Media has a critical role to play in ending abortion stigma. By framing messages in a stigmatising language, media are often perpetuating myths and stereotypes that can contribute to abortion stigma.
In June 2019, the High Court of Kenya declared the withdrawal of the Standards and Guidelines for Reducing Morbidity and Mortality from Unsafe abortion and the ban on safe abortion trainings for health care professionals as unconstitutional. This was a welcome move by many pro-choice advocates the world over. The celebration was short lived however, as the media reporting on the ruling was alarmist and driven more by the subjective views of individual reporters rather than the facts of the case. “Abortion remains Illegal in Kenya” read one headline. “Quandary over Abortion after Judge Gives Verdict” declared another. One newspaper ran a feature story where a woman was quoted saying: “After seven abortions, I had nightmares and could hear babies crying in my sleep”. Such news headlines are not only biased, but also provide grounds for abortion stigma to thrive.
The Berkeley Media Studies Group observes that in many countries, media have a tendency to give biased reporting on abortion stories and treat abortion as a political rather than a health issue. In addition, they often use alarmist, sensationalist titles as //clickbait in order to drive traffic without thinking of the dehumanising consequences. This does not only perpetuate myths about abortion, it also makes factual information difficult to obtain – leading to increased cases of unsafe abortions and abortion stigma.
Abortion Stigma in The Digital Age
According to the FP2020 Catalysing Progress report, access to quality, timely and accurate information can go a long way in enabling women and girls to make informed choices about their bodies, including their sexual and reproductive health and rights (SRHR). We live in a digital era where information is mostly sourced from the internet, and websites like safe2choose, HowToUseAbortionPill and FindMyMethod are excellent resources for anybody looking for information on abortion.
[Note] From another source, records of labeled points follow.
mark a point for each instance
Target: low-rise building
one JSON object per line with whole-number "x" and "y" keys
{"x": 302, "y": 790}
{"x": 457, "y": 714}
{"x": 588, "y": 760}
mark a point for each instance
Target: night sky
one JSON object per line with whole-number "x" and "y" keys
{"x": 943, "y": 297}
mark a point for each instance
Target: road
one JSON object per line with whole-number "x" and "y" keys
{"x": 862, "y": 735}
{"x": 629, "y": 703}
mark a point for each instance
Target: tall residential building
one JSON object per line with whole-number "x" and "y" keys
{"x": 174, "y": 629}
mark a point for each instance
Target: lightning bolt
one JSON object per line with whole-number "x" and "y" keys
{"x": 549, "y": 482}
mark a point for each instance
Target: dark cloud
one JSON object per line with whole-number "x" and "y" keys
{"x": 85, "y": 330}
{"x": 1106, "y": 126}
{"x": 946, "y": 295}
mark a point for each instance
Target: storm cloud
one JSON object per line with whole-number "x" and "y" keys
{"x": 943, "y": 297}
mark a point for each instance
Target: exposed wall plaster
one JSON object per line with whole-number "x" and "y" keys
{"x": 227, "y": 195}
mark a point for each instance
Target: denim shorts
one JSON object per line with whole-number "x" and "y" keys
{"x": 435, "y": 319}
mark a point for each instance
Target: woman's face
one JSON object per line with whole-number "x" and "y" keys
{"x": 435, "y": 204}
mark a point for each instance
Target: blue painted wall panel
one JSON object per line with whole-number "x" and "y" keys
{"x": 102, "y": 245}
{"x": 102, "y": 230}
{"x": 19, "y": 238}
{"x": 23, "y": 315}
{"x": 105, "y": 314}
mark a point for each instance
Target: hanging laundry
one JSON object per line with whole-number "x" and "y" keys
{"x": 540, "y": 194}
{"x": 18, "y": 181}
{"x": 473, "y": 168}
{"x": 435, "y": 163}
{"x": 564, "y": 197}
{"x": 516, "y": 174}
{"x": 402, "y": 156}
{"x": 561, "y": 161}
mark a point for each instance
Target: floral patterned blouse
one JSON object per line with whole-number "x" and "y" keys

The role of digital media in today’s society cannot be downplayed. Studies such as Youth Net’s Using Global Media to Reach Youth: The 2002 MTV Staying Alive Campaign show that many young people rely on digital platforms for information on their sexual reproductive health. The ability to anonymously access information and ask questions on “taboo subjects” makes digital platforms attractive to young people in many parts of the world. It is therefore important to ensure that these digital platforms have accurate, non-judgmental, and up-to-date information to help safeguard the youth
Ending Abortion Stigma Through Media
Digital platforms are great, but they come with a few limitations such as lack of connectivity and costs of buying mobile phones. For many, therefore, mainstream media is their channel and source of information on SRHR matters including abortion.
Mainstream media including print, broadcast and radio have the potential to shape society’s understanding and perceptions of abortion thereby reducing its stigma. It is essential for pro-choice advocates to work closely with reporters and support them in understanding the nuances of the subject, including the tone, wording, the requirement for privacy and how to avoid cultural and abortion stigma.
Participation by media personnel in trainings, conferences and meetings can help address some of the issues. In addition, pro-choice advocates should support journalists in accessing data – research studies or updates on policy amendments – that could help them broaden their understanding of the abortion issue and strengthen their evidence-based reporting. All media stakeholders have a part to play to ensure that coverage of abortion stories is objective and devoid of personal biases, and ideally, each story should be written from a three-sided view and in consultation with pro-choice advocates.
The media has the power to shape the perception of society on many issues. When it comes to abortion stigma, IPPF suggests that destigmatising abortion requires concerted efforts from digital media platforms, journalists and pro choice advocates. There is a clear and urgent need for these three groups to work together to ensure that women and girls have the right information to make informed choices.